By the time Jayson Swain's career as UT wide receiver ended in 2007, he says he suffered at least three concussions in addition to several other serious injuries.

But Swain says but never alerted medical staff about the head trauma.

"I wanted to keep playing," said Swain. Looking back, it's hard for him to say if he would have done anything differently now that the long term impacts of concussions have become well publicized.

"I don't think I would change anything," said Swain. But he says he also didn't have the knowledge to make an informed decision on the field.

"We know, you get hit, get a little dizzy. When the birdies go away, you go back in the football game," said Swain. "As a football player, I didn't know the longer term effects of concussion."

The Tennessee Sports Radio host says he wonders if those old injuries still pack a punch. "I kind of lose my train of thought a little bit," said Swain. "I don't know, I just don't know."

Two of the players he shared the field with at UT are now suing the NCAA, accusing them of knowing the risks associated with head injuries and concussions but not doing enough to protect or educate players. They're asking for the establishment of a Court-supervised fund to provide medical monitoring for players who've suffered repeated traumatic head impacts while playing under the NCAA.

Swain says he's not interested in lawsuits, but the goal of protecting and helping former players is something he can appreciate.

"I think college football could maybe educate a little bit more," said Swain.

But for writer Chris Low, the risks he's seen football players take in the decade and a half he's covered the SEC leads him to believe the men on the field are aware of football's dangers.

"Make no mistake- when you step on the football field, you're taking a risk. Every player knows that," said Low.

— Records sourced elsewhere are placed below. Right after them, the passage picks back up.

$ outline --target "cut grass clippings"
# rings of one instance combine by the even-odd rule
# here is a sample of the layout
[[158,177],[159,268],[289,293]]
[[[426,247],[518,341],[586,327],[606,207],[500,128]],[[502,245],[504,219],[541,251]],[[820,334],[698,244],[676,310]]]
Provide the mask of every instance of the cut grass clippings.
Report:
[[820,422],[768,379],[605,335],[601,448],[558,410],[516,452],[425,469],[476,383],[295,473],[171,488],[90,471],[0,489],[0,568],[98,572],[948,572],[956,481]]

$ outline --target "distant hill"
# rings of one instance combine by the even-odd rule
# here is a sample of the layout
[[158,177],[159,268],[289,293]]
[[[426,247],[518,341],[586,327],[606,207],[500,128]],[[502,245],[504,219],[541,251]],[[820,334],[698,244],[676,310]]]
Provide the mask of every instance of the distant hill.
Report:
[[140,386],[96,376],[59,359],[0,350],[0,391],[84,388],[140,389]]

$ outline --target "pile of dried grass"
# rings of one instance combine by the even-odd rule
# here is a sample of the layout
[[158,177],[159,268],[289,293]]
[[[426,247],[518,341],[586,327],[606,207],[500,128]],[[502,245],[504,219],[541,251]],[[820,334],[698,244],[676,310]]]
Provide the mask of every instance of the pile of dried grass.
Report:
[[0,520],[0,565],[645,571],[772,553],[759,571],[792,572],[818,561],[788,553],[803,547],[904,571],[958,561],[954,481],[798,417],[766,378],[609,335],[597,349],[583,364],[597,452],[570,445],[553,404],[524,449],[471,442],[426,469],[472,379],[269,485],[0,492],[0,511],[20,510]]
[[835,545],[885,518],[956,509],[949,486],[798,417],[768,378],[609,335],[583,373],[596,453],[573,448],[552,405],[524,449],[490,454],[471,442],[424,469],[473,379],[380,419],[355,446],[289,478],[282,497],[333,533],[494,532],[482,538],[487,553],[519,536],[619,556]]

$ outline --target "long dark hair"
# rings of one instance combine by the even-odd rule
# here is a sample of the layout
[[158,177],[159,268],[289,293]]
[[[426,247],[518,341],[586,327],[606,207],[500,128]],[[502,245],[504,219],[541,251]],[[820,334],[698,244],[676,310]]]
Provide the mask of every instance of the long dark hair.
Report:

He says head injuries are finally getting big publicity because science has given players a better understanding of what's happening to their bodies.

"Head injuries are real and people are suffering terrible consequences," said Low.

But he believes technology and coaching should evolve to protect the players more than changing the rules of the game.

"Football is football. There's always going to be violent collisions. That's the essence of the sport," said Low.

For the first time this season in the NCAA those who tackle defenseless players above the shoulders are automatically ejected from the game. As a father of three young sons, Low supports rules that will help stop the most violent injuries and wants to see parents and coaches become stronger advocates for the safety of players on the field.

Swain says changes like the ones the NCAA made this season are a logical way to protect player's from concussion, but he agrees with Low that too much change dilutes the appeal of the game.

"I think that contributes to the 'wussification' of America," said Swain. "I agree with some things to make the game safer, but you can't make it flag football."